Photo by EssjayNZ – http://flic.kr/p/sEEwE

Recently, the ReadWriteWeb blog founder and editor-in-chief, Richard MacManus posted a short piece titled Top Trends 2010: Content Farms. This was a follow up done in late 2009 and expands a bit on the growth of these websites. These content farms literally farm out jobs to freelancers who contribute a great deal of content very quickly. Most of this is very “uninspired” as MacManus aptly puts it. How can it possibly be inspired? This is fast food content, deeply fried. Produce it quickly and copiously, get it out there and maximize it for the most page views and advertisement potential. This content drives web traffic and fills financial coffers for these players. This leads to the big looming question – What is this doing to quality content on the web and can it take a stand against the onslaught of mediocre media?

The rise of the ubiquity of cellular networks, broadband and the 24/7 information age are helping to feed the content farms.
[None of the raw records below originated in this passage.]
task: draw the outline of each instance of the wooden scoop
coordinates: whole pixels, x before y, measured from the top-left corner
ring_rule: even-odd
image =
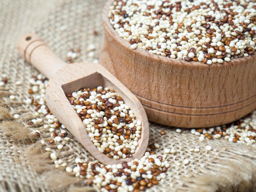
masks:
[[[110,73],[99,64],[67,64],[36,35],[27,34],[18,44],[20,54],[49,79],[45,98],[51,112],[67,129],[101,163],[114,164],[139,159],[144,155],[149,138],[149,125],[145,111],[138,99]],[[99,152],[91,141],[85,125],[65,95],[81,88],[108,87],[122,97],[138,120],[142,122],[139,145],[131,157],[116,160]]]

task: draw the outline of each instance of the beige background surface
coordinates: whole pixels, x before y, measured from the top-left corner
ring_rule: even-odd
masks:
[[[28,32],[36,33],[57,55],[65,60],[70,49],[80,48],[76,62],[92,61],[98,58],[103,31],[101,11],[106,1],[3,0],[0,2],[0,79],[6,76],[7,83],[0,87],[0,191],[85,191],[84,180],[69,175],[65,168],[56,168],[40,141],[31,134],[27,122],[34,118],[34,111],[25,100],[32,75],[39,74],[18,57],[19,38]],[[98,32],[94,35],[94,31]],[[95,45],[95,56],[86,51]],[[16,85],[17,80],[22,82]],[[9,98],[16,96],[16,99]],[[15,119],[14,114],[20,118]],[[50,134],[44,122],[32,129],[40,130],[41,139]],[[164,130],[166,134],[161,136]],[[256,191],[256,149],[224,138],[203,142],[190,130],[151,123],[150,144],[160,145],[155,150],[164,154],[166,148],[177,152],[168,154],[171,164],[164,182],[148,191]],[[31,141],[34,144],[31,144]],[[213,150],[205,150],[211,145]],[[69,165],[77,157],[93,158],[75,139],[61,155]],[[199,152],[189,149],[199,147]],[[189,161],[182,164],[185,159]],[[181,163],[177,166],[177,163]]]

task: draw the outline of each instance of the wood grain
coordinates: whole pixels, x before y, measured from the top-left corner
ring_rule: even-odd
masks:
[[[108,21],[112,2],[103,12],[100,62],[139,99],[150,121],[210,127],[236,121],[256,108],[255,54],[209,65],[132,49]]]
[[[29,36],[31,38],[26,40]],[[107,165],[139,159],[144,155],[149,139],[148,122],[145,111],[136,97],[110,73],[97,64],[67,65],[42,40],[31,33],[26,34],[21,38],[18,47],[20,54],[27,61],[31,62],[46,76],[51,77],[46,90],[47,106],[56,118],[94,157]],[[98,86],[115,90],[123,98],[126,104],[130,107],[137,119],[141,120],[141,133],[138,141],[139,145],[132,157],[115,160],[99,152],[89,138],[85,125],[65,95],[81,88],[96,87]]]

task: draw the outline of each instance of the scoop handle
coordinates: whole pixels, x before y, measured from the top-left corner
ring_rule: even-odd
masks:
[[[18,49],[20,56],[48,79],[67,65],[35,34],[24,35],[19,41]]]

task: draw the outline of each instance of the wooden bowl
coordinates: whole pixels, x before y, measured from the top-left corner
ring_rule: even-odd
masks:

People just want to know. And know right now! The trouble is this is swamping the web with ho-hum content that has been tweaked to get high search engine rankings. One begins to wonder what affect this has on all the brains between the eyeballs that read this content. This goes hand in hand with the fast past paced, short attention span, “I need answers right now” culture that the web has spun into place. They can’t really be blamed. Can they?